Happy Earth Day!
Earth Day seems like a great day for my final gDiapers, flushable diapers, post. In case you haven’t been enthusiastically following this series of posts (why wouldn’t you??), click on the “Great Diaper Challenge” label in the right sidebar to read about our experiences using flushable diapers.
FINAL UPDATE: The baby’s diaper rash cleared up and we returned to the gDiapers. They are great, but for my very sensitive-bottomed baby (I can’t even use any brand of wipes, just a wet washcloth), we needed to add an extra morning and an extra afternoon change to our schedule. At night I use a disposable because I know her bottom can handle it for that long. In my opinion, two extra changes per day is a small price to pay for helping the environment!
My biggest worry was the flushing issue. But, so far, so good. All the poopy ones have flushed without problem. My compost pile is enjoying the added nitrogen from the wet gDiapers. My septic tank has not overflowed into my yard. My plumber remains unbothered by any agitated calls for help from me. All is well with the world.
gDiapers seems to be a very friendly company with lots of support options. The starter kit instructions list an “800” number where they say they will happily talk you through an actual diapering! There is also a helpful Yahoo User Group of 816 “gMums” and Dads at www.flushability.com. Jason Graham-Nye, the CEO of gDiapers, has an amusing blog gDiapers: the early years, where you can get the latest news. Incidentally, Jason somehow “found” me (isn’t the internet amazing?) and left a very nice comment to my first post – True Confessions.
According to Jason, you can also read about gDiapers in John Kerry & Teresa Heinz Kerry’s book This Moment on Earth: Today’s New Environmentalists and Their Vision for the Future. I have not read it yet, but it is on my list. (Maybe next week when I do less blogging for The TV Turn-Off Week Blog Challenge?)

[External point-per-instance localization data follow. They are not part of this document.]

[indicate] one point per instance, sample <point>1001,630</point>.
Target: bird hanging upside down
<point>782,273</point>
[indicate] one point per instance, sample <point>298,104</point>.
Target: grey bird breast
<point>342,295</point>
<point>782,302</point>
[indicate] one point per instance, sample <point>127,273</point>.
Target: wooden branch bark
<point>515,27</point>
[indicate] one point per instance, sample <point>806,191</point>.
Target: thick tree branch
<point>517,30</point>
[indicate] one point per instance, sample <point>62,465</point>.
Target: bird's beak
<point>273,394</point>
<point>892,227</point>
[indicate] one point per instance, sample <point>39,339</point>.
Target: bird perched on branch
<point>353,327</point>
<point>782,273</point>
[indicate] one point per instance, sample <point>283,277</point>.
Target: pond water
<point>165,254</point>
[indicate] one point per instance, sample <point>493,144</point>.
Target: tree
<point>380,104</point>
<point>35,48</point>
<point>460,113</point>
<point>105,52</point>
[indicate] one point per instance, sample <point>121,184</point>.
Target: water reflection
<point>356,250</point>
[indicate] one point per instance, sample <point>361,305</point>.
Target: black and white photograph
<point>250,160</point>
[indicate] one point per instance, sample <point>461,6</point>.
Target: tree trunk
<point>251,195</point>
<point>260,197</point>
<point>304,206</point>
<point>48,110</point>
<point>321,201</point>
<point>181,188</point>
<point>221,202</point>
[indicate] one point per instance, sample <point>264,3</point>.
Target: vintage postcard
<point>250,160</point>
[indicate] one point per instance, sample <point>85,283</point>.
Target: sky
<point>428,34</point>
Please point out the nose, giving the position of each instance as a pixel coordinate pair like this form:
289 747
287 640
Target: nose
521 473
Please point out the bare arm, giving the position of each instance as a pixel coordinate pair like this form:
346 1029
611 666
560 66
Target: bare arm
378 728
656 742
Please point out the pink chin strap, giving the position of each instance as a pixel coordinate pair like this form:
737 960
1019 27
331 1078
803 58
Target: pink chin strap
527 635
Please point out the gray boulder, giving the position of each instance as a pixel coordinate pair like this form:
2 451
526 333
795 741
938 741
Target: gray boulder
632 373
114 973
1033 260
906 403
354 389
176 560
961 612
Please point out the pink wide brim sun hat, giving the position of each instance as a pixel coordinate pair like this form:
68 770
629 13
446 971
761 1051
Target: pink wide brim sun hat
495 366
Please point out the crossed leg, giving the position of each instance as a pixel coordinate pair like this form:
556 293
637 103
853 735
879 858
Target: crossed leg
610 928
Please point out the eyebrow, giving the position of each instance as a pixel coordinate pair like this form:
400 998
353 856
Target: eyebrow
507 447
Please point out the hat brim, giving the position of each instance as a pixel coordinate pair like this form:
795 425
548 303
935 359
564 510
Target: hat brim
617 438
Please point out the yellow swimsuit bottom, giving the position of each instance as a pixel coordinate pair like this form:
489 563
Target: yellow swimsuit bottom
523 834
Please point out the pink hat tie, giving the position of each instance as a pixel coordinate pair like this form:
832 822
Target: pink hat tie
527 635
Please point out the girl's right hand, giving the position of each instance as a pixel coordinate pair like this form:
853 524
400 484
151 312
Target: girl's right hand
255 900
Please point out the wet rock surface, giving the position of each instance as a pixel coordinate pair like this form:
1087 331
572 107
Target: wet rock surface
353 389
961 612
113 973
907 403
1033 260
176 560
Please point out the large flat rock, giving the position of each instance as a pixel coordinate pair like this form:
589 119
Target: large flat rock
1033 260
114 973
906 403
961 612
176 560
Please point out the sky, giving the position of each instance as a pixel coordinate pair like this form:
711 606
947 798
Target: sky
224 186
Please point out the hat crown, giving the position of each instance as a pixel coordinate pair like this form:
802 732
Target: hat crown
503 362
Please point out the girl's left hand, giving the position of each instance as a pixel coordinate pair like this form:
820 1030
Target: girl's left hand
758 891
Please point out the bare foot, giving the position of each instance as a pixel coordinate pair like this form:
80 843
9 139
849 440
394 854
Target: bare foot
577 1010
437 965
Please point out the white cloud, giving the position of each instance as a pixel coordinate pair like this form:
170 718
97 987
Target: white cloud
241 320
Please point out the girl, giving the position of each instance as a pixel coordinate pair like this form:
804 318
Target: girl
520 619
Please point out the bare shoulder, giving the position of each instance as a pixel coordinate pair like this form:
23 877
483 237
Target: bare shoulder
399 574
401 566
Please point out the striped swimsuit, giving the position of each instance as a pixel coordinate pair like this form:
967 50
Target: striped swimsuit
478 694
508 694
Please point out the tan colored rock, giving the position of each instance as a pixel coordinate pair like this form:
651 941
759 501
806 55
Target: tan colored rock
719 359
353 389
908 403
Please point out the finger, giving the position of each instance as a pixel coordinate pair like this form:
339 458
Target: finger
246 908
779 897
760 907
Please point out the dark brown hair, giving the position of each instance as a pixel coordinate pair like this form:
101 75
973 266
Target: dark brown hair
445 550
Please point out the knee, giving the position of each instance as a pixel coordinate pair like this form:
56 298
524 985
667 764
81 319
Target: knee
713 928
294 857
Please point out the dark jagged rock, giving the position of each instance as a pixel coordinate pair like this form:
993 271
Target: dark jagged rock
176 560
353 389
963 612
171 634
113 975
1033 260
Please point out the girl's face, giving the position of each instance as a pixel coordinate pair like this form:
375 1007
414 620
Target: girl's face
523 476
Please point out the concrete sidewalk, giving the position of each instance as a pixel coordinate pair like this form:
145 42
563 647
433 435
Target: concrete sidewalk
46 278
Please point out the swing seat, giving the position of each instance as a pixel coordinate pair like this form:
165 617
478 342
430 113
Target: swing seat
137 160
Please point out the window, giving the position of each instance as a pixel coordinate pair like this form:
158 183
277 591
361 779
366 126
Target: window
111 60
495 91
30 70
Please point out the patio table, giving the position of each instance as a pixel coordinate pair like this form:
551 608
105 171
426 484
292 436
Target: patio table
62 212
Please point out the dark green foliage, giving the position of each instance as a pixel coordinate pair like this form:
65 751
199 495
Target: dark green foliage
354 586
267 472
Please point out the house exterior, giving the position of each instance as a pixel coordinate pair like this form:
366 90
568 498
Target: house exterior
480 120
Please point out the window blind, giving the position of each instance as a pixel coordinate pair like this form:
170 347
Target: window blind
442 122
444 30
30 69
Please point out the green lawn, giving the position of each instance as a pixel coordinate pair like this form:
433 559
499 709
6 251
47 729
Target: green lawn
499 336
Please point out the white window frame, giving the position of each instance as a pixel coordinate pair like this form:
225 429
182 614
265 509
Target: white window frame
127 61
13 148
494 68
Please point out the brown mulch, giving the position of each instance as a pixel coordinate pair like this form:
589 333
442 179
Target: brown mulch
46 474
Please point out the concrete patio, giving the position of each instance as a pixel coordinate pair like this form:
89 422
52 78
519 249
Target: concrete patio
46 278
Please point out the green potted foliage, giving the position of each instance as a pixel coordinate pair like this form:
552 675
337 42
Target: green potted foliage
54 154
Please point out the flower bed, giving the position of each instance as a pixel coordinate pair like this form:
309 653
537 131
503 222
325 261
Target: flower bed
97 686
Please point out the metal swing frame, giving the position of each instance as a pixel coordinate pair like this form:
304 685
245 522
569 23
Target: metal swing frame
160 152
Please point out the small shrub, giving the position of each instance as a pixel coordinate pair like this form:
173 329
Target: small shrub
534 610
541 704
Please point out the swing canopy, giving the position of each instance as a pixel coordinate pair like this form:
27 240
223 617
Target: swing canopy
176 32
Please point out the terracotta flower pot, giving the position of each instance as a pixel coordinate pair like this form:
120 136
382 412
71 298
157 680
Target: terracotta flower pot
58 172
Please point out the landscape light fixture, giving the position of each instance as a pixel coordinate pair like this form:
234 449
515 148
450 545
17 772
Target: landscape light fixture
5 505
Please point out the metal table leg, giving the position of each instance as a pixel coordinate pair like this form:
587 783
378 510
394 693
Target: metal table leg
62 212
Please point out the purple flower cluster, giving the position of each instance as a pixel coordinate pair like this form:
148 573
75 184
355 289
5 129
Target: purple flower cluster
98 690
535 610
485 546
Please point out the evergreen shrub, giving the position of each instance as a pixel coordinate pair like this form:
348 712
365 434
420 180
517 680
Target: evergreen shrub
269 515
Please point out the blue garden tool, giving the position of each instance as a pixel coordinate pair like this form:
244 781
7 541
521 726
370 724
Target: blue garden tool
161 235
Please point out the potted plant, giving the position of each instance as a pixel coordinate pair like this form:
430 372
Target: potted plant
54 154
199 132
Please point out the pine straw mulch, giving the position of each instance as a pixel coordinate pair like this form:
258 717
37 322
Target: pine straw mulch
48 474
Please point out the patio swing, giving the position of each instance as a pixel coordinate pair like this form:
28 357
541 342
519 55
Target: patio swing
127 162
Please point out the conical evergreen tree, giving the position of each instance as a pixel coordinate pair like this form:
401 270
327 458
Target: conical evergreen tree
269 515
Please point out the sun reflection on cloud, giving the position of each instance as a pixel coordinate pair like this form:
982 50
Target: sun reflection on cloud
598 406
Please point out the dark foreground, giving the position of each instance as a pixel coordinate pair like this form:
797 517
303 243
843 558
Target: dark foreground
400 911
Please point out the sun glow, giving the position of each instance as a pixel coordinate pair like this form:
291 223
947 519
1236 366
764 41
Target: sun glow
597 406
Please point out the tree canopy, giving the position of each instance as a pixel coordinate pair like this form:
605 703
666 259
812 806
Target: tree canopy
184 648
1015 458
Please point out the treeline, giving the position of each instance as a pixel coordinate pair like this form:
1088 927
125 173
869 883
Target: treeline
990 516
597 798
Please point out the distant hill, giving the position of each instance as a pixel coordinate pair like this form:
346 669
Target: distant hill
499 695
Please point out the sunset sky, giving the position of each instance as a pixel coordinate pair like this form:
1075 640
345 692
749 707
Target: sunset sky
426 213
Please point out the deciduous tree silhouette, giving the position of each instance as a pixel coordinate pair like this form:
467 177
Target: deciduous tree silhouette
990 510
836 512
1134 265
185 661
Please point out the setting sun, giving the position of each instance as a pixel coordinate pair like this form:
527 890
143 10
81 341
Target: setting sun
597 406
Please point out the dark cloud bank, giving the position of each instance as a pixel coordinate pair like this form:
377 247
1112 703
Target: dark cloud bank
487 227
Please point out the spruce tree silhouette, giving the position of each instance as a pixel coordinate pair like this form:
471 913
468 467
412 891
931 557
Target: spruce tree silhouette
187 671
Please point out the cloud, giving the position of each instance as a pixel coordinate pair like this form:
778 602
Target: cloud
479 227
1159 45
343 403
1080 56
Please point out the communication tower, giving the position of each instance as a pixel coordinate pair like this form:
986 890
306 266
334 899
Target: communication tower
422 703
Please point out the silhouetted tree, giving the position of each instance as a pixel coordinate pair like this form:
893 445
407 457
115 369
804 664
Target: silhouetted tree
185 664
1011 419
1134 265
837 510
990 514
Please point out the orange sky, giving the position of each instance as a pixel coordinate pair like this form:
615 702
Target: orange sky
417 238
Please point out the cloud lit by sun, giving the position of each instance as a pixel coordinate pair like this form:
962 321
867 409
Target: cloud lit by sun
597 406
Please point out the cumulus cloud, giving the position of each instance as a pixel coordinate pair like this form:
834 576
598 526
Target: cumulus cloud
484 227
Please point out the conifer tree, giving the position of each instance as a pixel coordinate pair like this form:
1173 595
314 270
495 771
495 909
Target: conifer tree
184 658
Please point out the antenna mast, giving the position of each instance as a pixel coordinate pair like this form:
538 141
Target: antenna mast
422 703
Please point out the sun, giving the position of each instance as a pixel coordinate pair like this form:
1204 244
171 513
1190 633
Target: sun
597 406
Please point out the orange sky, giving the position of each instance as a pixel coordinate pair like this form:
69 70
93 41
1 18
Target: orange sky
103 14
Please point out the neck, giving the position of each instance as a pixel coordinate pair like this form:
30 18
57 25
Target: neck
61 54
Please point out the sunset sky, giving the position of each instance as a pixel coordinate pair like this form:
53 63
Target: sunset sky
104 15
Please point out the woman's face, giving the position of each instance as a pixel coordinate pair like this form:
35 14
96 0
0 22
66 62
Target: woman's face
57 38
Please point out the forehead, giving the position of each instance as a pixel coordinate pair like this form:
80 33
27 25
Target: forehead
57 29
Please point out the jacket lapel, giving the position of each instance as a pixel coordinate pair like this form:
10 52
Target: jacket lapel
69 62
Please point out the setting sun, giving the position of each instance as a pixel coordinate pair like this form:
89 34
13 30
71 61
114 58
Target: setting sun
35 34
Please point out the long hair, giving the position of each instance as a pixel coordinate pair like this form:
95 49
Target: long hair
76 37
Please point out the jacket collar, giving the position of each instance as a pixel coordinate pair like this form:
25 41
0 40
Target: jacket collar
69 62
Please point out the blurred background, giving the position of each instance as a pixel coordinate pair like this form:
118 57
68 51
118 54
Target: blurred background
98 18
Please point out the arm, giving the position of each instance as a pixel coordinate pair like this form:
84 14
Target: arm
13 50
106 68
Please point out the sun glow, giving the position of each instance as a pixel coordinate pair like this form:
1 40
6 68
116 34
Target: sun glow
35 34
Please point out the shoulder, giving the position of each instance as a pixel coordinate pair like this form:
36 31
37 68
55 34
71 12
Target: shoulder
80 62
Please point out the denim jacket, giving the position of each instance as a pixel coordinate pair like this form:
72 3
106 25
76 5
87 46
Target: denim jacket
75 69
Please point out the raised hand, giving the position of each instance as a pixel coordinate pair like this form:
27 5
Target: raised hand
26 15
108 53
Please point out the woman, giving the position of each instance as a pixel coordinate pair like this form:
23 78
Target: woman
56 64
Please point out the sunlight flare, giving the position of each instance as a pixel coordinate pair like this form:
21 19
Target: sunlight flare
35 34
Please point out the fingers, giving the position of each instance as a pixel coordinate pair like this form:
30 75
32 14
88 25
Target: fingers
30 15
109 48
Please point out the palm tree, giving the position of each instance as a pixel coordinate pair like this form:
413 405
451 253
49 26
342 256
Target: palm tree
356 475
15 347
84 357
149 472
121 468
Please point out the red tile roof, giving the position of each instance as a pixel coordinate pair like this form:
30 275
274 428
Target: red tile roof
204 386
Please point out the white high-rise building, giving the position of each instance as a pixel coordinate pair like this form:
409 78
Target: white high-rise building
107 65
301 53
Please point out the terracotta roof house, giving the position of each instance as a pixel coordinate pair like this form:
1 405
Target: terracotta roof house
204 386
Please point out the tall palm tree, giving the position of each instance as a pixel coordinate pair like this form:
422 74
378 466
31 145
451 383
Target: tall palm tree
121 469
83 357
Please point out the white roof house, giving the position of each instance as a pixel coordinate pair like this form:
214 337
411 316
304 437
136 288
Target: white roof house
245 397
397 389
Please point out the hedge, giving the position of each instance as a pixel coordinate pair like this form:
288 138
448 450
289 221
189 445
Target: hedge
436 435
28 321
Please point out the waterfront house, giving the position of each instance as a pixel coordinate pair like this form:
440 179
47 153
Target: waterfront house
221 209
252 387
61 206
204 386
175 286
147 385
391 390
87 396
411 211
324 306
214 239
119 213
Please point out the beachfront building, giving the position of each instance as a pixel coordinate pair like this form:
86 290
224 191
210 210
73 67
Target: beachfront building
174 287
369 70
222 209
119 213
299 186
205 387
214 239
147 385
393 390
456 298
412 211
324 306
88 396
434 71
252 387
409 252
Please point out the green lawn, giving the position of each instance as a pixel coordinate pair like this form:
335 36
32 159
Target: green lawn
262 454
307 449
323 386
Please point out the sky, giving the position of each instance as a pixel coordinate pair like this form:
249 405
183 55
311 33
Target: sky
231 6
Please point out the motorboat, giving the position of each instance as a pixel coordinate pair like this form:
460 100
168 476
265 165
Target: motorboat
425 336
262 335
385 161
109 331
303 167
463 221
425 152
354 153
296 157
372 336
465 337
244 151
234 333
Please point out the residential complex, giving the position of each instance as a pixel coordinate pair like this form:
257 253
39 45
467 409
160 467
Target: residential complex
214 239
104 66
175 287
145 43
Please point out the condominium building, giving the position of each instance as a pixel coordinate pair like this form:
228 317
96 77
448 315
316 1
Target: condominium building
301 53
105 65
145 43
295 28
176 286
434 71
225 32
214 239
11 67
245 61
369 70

I will close this post with some disposable diaper facts from the gDiapers website:
- “A disposable diaper takes 500 years to biodegrade”
- “Last year alone, 18-23 billion diapers went into landfills across America. That works out to be approximately 38,000 every minute and adds up to about 3.5 million tons of waste.”
- “Conventional disposable diapers are the third largest contributors to landfills in the world and yet only five percent of the population uses them.
If you are currently using cloth diapers, I think you will LOVE these! If you are using disposables there will be a slightly bigger learning curve with a few extra diaper steps (see my “technical” post). But it is worth it.